On Wed, 2007-01-17 at 08:50 -0500, Trond Myklebust wrote:
> On Wed, 2007-01-17 at 09:49 +0100, Peter Zijlstra wrote:
> > > They are certainly _not_ dirty pages. They are pages that have been
> > > written to the server but are not yet guaranteed to have hit the disk
> > > (they were only written to the server's page cache). We don't care if
> > > they are paged in or swapped out on the local client.
> > >
> > > \All the COMMIT does, is to ask the server to write the data from its
> > > page cache onto disk. Once that has been done, we can release the pages.
> > > If the commit fails, then we iterate through the whole writepage()

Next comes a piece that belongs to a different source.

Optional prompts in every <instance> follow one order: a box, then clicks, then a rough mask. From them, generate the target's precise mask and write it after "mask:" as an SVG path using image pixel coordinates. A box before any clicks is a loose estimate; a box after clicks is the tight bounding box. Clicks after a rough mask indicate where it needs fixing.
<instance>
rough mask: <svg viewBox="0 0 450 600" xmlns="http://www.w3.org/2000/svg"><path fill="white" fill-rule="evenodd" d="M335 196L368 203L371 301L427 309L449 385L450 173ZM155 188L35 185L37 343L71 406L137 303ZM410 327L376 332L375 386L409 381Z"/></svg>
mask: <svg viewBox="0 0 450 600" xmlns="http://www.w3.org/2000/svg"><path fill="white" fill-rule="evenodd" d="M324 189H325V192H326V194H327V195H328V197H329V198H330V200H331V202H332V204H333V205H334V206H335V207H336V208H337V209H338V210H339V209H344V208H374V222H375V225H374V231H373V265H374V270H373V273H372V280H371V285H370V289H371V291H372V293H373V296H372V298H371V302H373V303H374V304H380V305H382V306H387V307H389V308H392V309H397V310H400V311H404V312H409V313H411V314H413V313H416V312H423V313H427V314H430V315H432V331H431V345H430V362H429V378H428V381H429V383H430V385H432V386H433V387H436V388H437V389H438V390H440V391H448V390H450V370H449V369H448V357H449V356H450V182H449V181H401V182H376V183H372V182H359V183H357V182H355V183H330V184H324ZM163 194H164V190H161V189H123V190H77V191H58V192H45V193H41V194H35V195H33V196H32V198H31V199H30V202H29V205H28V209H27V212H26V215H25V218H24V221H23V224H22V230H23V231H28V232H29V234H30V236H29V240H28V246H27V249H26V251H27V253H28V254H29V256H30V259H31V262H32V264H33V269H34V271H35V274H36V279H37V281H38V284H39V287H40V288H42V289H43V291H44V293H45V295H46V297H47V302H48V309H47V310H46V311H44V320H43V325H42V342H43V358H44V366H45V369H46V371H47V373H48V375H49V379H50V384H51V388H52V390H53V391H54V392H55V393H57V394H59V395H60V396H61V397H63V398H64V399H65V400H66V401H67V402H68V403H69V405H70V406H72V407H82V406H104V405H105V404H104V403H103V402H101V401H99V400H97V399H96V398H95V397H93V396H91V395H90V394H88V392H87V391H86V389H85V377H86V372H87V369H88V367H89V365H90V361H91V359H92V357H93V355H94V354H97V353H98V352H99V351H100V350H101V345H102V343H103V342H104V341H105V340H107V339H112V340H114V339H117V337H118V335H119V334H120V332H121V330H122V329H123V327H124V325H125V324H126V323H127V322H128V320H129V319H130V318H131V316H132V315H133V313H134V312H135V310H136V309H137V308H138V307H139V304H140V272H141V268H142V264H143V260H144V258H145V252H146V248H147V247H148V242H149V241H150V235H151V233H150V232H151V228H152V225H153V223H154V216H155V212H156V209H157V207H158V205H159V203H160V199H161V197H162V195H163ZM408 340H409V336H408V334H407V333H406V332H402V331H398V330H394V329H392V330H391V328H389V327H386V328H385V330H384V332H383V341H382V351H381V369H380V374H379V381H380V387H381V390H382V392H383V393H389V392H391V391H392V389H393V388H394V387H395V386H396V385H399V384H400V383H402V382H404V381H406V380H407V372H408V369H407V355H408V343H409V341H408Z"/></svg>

> > > process again. The commit itself does, however, not even look at the
> > > page data.
> >
> > Thou art correct from an NFS point of view, however for the VM they are
> > (still) just dirty pages and we need shed them.
> >
> > You talk of swapping them out, they are filecache pages not swapcache
> > pages. The writepage() process needs to complete and that entails
> > committing them.
>
> My point is that we can and should collect as many of the little buggers
> as we can and treat them with ONE commit call. We don't look at the
> data, we don't lock the pages, we don't care what the VM is doing with
> them. Throttling is not only unnecessary, it is actually a bad idea
> since it slows up the rate at which we can free up the pages.
Ah, OK.
I was thinking that since the server needs to actually sync the page a
commit might be quite expensive (timewise), hence I didn't want to flush
too much, and interleave them with writing out some real pages to
utilise bandwidth.
But if you think I should just bulk commit I can do that.